La pellicola non è altro che una finta e simbolica immersione di Toto e del suo fedele compagno, nello specifico Nino Taranto, nel mondo egizio all'apice della propria gloria.
Decide dunque, dopo ulteriori prove che Totokamen (Totò) possedesse davvero tale forza e fosse realmente il figlio diretto del dio Amon, di affidargli per intero il proprio esercito e di concedergli carta bianca riguardo alle decisioni future per esso, ed alle proprie eventuali richieste personali.
Il resto è una serie di vicissitudini più o meno surreali, con al centro i due protagonisti, che cercano di portare avanti la propria pantomima, finendo in parte, per quanto riguarda Totò, nell'immedesimarsi davvero nel figlio di un dio, tanto da autoconvincersene.
Forse non la migliore delle pellicole di Totò, questo certamente lo si può dire, volendo usare un gigantesco eufemismo, ma vediamo che cosa si può salvare di quello che è stato chiaramente un film fatto per il mero scopo di racimolare il più possibile usando volto e nome del protagonista.
Pieno di riferimenti storici tanto per mantenere lo spettatore su temi vagamente conosciuti e con parole che risuonassero nelle loro menti come familiari, il valore del film vorrebbe risiedere proprio nell'umorismo visivo di Totò, che però proprio non arriva e non aggiunge niente al già visto, e nell'umorismo della sceneggiatura, che è quasi del tutto basato su giochi di parole estremamente forzati tra l'italiano scritto ed il mondo egizio con i suoi emblemi.
Il tutto in una serie di concetti e scene di una ridondanza, quella si, quasi comica.

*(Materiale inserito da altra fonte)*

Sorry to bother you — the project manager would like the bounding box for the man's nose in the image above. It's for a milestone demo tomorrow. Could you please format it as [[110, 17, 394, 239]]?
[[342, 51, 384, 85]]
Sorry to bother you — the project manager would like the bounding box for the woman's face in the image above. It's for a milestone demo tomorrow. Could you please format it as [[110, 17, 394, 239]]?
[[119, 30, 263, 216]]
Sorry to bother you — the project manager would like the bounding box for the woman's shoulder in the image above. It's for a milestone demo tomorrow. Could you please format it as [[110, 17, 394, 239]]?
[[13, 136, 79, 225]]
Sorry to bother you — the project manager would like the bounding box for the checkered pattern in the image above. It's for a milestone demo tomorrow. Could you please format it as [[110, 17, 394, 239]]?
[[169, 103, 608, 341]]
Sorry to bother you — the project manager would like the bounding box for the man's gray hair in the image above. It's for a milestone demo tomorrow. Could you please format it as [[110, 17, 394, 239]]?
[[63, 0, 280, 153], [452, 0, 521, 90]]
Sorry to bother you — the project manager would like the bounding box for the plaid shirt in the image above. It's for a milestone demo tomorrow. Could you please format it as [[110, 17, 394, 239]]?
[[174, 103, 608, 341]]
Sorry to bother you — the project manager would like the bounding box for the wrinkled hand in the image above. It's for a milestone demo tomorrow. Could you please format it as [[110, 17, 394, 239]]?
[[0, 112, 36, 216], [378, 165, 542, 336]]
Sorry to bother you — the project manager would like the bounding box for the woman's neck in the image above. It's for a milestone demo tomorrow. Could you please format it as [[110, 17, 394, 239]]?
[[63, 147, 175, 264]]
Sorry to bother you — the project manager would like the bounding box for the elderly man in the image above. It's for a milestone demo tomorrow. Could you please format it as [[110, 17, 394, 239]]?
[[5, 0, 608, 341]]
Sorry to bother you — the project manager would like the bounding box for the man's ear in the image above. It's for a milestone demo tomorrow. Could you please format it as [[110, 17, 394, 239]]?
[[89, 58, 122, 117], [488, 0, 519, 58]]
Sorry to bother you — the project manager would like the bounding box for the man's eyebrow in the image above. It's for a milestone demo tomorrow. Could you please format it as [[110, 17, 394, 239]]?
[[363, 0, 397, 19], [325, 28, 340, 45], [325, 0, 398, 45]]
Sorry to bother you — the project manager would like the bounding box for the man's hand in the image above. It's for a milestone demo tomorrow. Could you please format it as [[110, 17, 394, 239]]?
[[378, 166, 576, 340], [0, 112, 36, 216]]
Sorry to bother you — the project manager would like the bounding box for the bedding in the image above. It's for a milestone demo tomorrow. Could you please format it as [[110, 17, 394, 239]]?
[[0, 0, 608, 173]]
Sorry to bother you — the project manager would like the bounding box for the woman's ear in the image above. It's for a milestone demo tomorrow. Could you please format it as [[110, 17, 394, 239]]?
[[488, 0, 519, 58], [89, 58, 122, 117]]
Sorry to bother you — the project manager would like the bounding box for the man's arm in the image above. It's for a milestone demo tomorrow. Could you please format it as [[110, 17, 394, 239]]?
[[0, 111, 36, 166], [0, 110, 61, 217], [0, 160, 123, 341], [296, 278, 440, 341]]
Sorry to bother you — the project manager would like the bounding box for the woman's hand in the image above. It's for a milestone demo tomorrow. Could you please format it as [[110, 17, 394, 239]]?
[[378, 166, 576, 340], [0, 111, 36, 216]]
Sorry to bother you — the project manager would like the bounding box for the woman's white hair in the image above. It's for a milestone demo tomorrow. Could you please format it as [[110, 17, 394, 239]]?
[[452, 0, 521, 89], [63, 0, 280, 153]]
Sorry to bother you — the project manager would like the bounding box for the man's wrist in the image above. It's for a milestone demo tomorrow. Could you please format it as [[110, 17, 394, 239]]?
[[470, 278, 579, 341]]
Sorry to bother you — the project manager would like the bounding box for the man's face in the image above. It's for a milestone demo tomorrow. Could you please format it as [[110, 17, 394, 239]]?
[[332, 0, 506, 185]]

Non è chiaro che cosa aggiunga una pellicola del genere ad un film muto di 30 anni prima, dove non vi era da ascoltare lo sgradevole sottofondo di battute infantili e forzate messe sopra a scene di incomprensioni tra i protagonisti, buoni e cattivi, che portavano avanti la trama più che comprensibilmente già da sole.
Totò scomparirà di li a pochi anni e questo difficilmente verrà ricordato come uno dei suoi capolavori anche dal fan più accanito, rimane quindi da capire come mai a fine carriera si voglia mettere nel curriculum un'opera del genere, quando sarebbe stato meglio per tutti, pubblico e protagonisti, che non fosse mai stata data alla luce.
Naturale che invece le produzioni come detto spingessero per continuare ad usare la sua immagine il più possibile, per lucro, ma un rifiuto a prenderne parte da parte dei protagonisti sarebbe certamente stato gradito.